Magnetic particle inspections work by running a magnetic current through the material that is being inspected.


When the current is interrupted by a discontinuity; magnetic flux lines change direction to follow the easiest path (same as when an stream of river is diverted and goes around a blockade), indicating its presence by re-arrangement of magnetic particles that follow the magnetic flux lines; therefore allowing inspectors to identify its location in the material.



  • It is quick and relatively uncomplicated.
  • It gives immediate indications of defects.
  • It shows surface and near surface defects, and these are the most serious ones as they concentrate stresses.
  • The method can be adapted for site or workshop use.
  • It is inexpensive compared to radiography.
  • Large or small objects can be examined.
  • Elaborate pre-cleaning is not necessary.
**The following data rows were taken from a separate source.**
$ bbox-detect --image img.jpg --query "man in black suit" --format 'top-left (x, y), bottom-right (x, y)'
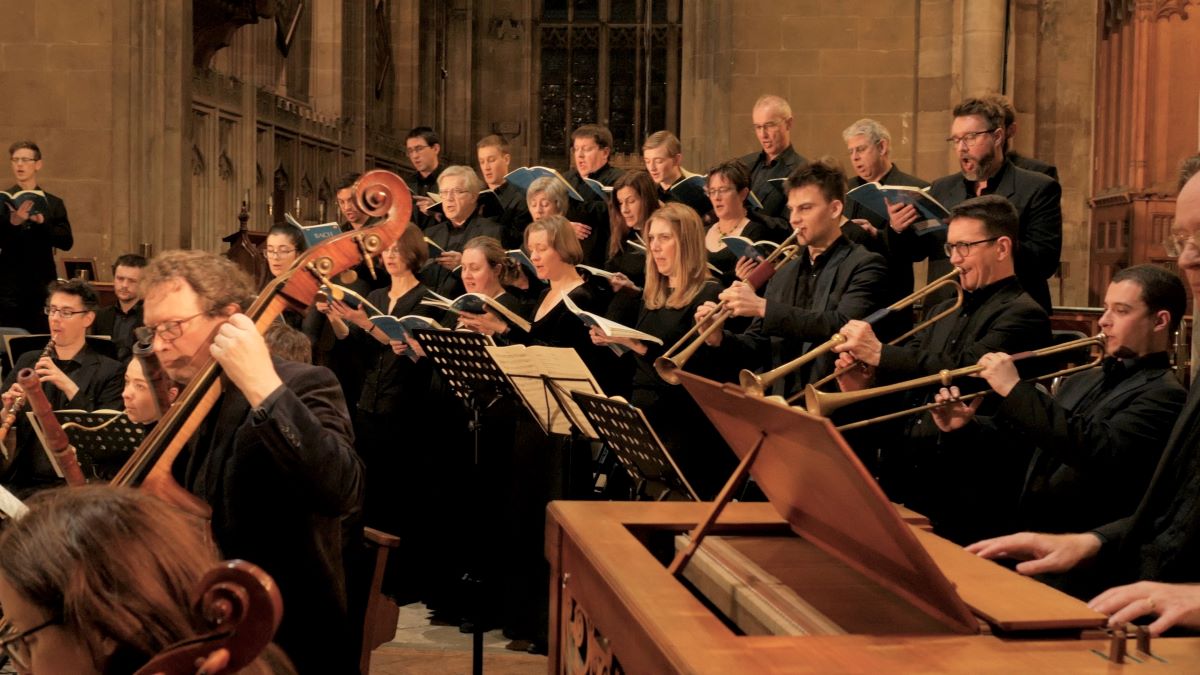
top-left (140, 249), bottom-right (363, 673)
top-left (698, 160), bottom-right (890, 397)
top-left (643, 130), bottom-right (712, 217)
top-left (406, 126), bottom-right (445, 231)
top-left (1, 280), bottom-right (122, 490)
top-left (563, 124), bottom-right (624, 266)
top-left (984, 92), bottom-right (1060, 181)
top-left (834, 195), bottom-right (1052, 544)
top-left (740, 95), bottom-right (808, 233)
top-left (841, 118), bottom-right (930, 297)
top-left (889, 97), bottom-right (1062, 312)
top-left (1, 141), bottom-right (73, 333)
top-left (966, 160), bottom-right (1200, 636)
top-left (92, 253), bottom-right (147, 363)
top-left (931, 264), bottom-right (1186, 535)
top-left (477, 134), bottom-right (532, 249)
  • It is restricted to ferromagnetic materials – usually iron and steel, and cannot be used on austenitic stainless steel.
  • It is messy.
  • Most methods need a supply of electricity.
  • It is sometimes unclear whether the magnetic field is sufficiently strong to give good indications.
  • The method cannot be used if a thick paint coating is present
  • Spurious, or non-relevant indications, are probable, and thus interpretation is a skilled task.
  • Some of the paints and particle suspension fluids can give a fume or fire problem, particularly in a confined space.